We are committed to make Dark easy to contribute to. Our contributor docs will help guide you through your first PR, find good projects to contribute to, and learn about the code base.
We try to make it really easy to get started. If you have any problems, please ask in Slack and we'll work to fix any issues you have.
If you're using VSCode, we run our build scripts the VSCode devcontainer. See [docs/vscode-setup](the VSCode instructions) for a complete guide. Do not use the standard instructions, as lots of things will be subtly wrong.
We develop Dark within a docker container, so there is not a lot of setup. However, we do need to setup the host system in a few ways to support file watching, DNS, and of course Docker. This section guides you through that, for each OS.
To build and run the server you must have the following installed (and running):
- Homebrew for Mac
- Docker for Mac
- The latest version of bash:
brew install bash
Everything should just work on Linux, so long as you have docker installed and you are using bash 4 or later.
On Windows, you can run Dark in WSL2 (Windows Subsystem for Linux):
- You must be on at least Windows 10 Version 2004, and you must run WSL 2 (docker does not work in WSL 1)
- Follow the WSL 2 installation instructions
- Follow the Docker for WSL 2 installation instructions
- This section of the guide is incomplete. We would welcome further notes to make this foolproof.

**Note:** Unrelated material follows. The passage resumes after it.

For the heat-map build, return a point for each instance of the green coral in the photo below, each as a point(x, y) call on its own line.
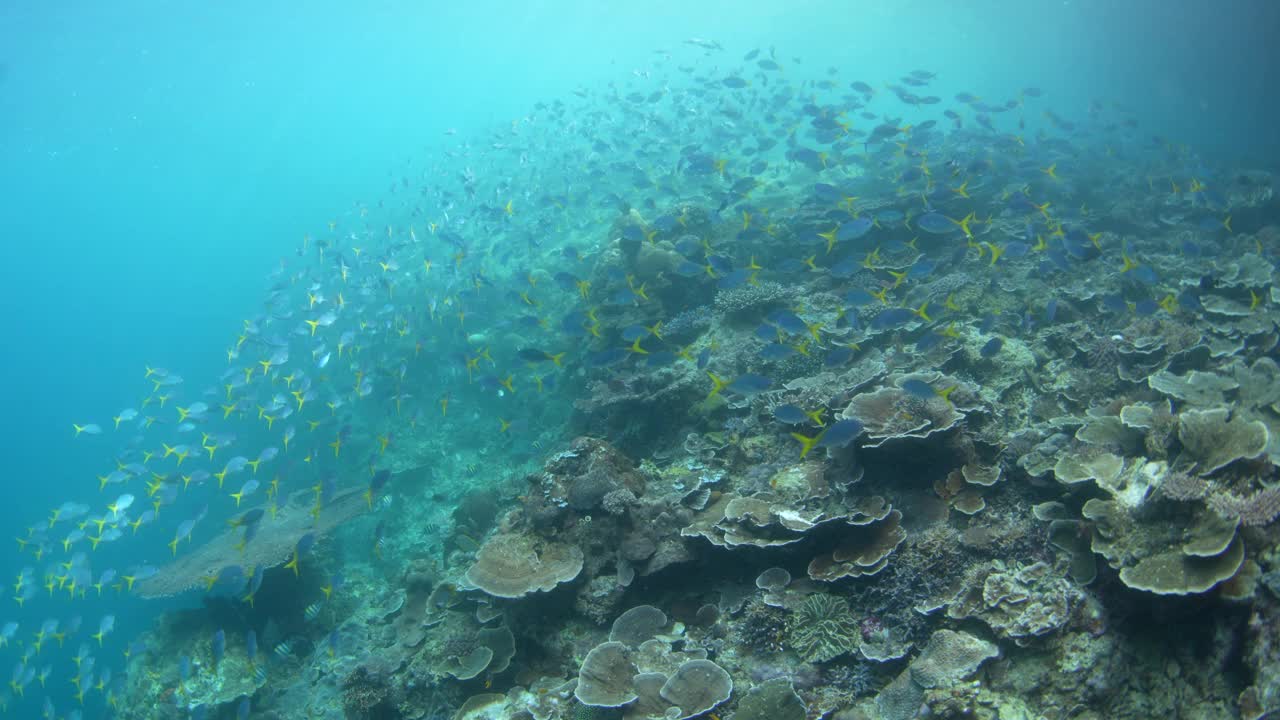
point(822, 628)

Now that the pre-requisites are installed, we should be able to build the development container in Docker, which has the exact right versions of all the tools we use.
- Run
scripts/builder --compile --watch --test
- Wait until the terminal says "Initial compile succeeded" - this means the
build server is ready. The
builder
script will sit open, waiting for file changes in order to recompile - If you see "initial compile failed", it may be a memory issue. If you're using OSX, ensure you have Docker For Mac configured to provide 4GB or more of memory, then rerun the builder script. (Sometimes just rerunning will work, too).

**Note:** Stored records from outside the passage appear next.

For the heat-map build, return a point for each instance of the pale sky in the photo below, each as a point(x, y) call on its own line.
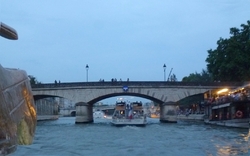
point(116, 38)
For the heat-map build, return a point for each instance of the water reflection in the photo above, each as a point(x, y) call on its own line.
point(63, 137)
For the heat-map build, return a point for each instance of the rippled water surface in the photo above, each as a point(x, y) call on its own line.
point(63, 137)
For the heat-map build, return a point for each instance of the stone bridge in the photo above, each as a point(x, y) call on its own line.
point(85, 94)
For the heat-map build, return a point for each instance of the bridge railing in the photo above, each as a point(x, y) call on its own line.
point(134, 83)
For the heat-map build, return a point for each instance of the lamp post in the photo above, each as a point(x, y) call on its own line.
point(87, 69)
point(164, 68)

- Open your browser to http://darklang.localhost:8000/a/dark/, username "dark", password "what"
- Edit code normally - on each save to your filesystem, the app will be rebuilt and the browser will reload as necessary
If you've gotten this far, you're now ready to contribute your first PR.

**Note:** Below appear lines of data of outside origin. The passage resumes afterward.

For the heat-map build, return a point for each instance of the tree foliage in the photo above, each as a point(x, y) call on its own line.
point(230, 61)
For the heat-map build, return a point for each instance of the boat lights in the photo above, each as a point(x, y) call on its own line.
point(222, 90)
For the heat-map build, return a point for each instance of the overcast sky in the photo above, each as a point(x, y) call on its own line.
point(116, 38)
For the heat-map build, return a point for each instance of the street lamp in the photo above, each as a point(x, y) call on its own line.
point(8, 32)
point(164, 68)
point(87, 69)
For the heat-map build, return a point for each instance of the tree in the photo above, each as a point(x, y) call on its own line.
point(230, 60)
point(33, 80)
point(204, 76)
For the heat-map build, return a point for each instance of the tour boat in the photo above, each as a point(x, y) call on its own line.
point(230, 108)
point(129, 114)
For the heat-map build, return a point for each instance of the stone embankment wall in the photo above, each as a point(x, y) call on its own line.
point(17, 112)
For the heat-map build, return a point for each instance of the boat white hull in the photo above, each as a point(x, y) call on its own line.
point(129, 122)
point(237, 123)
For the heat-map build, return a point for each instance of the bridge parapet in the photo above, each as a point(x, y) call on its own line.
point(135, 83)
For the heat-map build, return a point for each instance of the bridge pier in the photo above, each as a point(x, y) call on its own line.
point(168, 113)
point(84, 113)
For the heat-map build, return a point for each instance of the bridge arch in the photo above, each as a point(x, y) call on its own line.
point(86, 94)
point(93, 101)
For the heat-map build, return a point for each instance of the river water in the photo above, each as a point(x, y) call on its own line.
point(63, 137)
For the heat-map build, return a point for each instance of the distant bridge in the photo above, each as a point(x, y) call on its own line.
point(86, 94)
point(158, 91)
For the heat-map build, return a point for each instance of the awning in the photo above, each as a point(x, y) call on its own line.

Unit tests run when you specify --test
to scripts/builder
. You can run them as a once off using:
scripts/run-client-tests
scripts/run-backend-tests
scripts/run-fsharp-tests
scripts/run-rust-tests containers/stroller
scripts/run-rust-tests containers/queue-scheduler
Integration tests:
scripts/run-in-docker ./integration-tests/run.sh
You can also run integration tests on your (host) machine, which gives you some debugging ability, and typically runs faster:
./integration-tests/run.sh
There are good debugging options for integration testing. See integration-tests/README.
scripts/run-in-docker bash
scripts/run-in-docker psql -d devdb
Config files are in config/. Simple rule: anything that runs inside the container must use a DARK_CONFIG value set in config/, and cannot use any other env var.
You can enable the FluidDebugger by mousing over the Gear in the left-sidebar. There is also "Enable debugger" which enables a legacy debugger that nobody uses and doesn't work well.
If you're using Chrome, enable Custom Formatters to see ReScript values in Chrome Dev Tools instead of their JS representation. From within Chrome Dev Tools, click "⠇", "Settings", "Preferences", "Enable Custom Formatters".
You can get a REPL with all of the Dark libraries loaded by running:
scripts/dotnet-fsi
When dotnet crashes, you can debug it by running:
- `lldb -- [your command]
In LLDB, you can use dotnet's SOS plugin to read the stack, values, etc. See https://docs.microsoft.com/en-us/dotnet/framework/tools/sos-dll-sos-debugging-extension for instructions. The plugin is automatically loaded in lldb in the dev container.
The app is split into backend/
and client/
. Part of the backend is used in
the client (jsanalysis
), and one directory is shared (libshared
). These are
compiled to create libraries and binaries.
These are put into containers, whose definitions are in containers/
. We also
have some containers which are defined entirely in their directory (typically,
these have a self-contained codebase).
The containers are used in services/
. A service is typically a number of
yaml files defining a kubernetes deployment, made up of one or more
containers, which use binaries from the backend.
Some services do not use Dark's containers (eg, when we deploy 3rdparty code, such as "let's encrypt"). Some just have a single container (eg queue-scheduler and postgres-honeytail).